Côté contraception, j’ai toujours eu des soucis et actuellement c’est encore compliqué. J’ai été tranquille durant 3 ans avec la pilule Cerazette, puis un jour mon corps a décidé de la rejeter en bloc ! Je passais parfois 1 mois avec des règles… J’ai alors essayé durant 9 mois le stérilet hormonal car j’ai toujours eu des règles compliquées, mais ça n’allait toujours pas. Alors, en accord avec Nicolas et mon médecin, en mai 2019, je l’ai fait retirer et j’ai enchaîné sur une pause contraceptive, retour au préservatif. Toutefois, j’avais été assez clair avec Nico sur le fait que si par mégarde il y avait un « accident », l’avortement serait non négociable. Je n’étais pas prête, un point c’est tout.
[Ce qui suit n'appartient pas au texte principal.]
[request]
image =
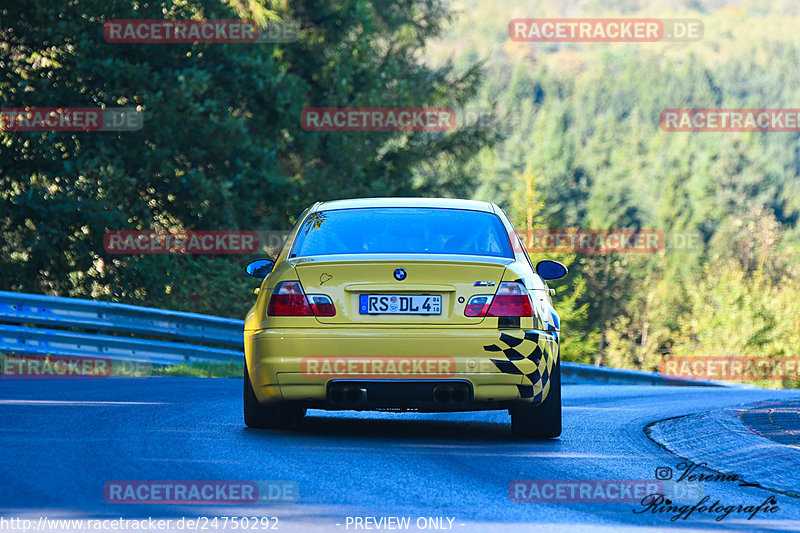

Je sais bien que l’on est « jamais prête »(je l’ai tellement entendu celle-là !), toutefois entre désirer un enfant et être prête il y a une différence et pas des moindres. Selon ma vision personnelle, un enfant, c’est un engagement pour la vie. Pour moi, être « prête » c’est d’une part désirer la grossesse, avoir une bonne stabilité professionnelle et personnelle, afin d’accueillir cet enfant dans les meilleures conditions. Enfin c’est un choix que l’on prend à deux.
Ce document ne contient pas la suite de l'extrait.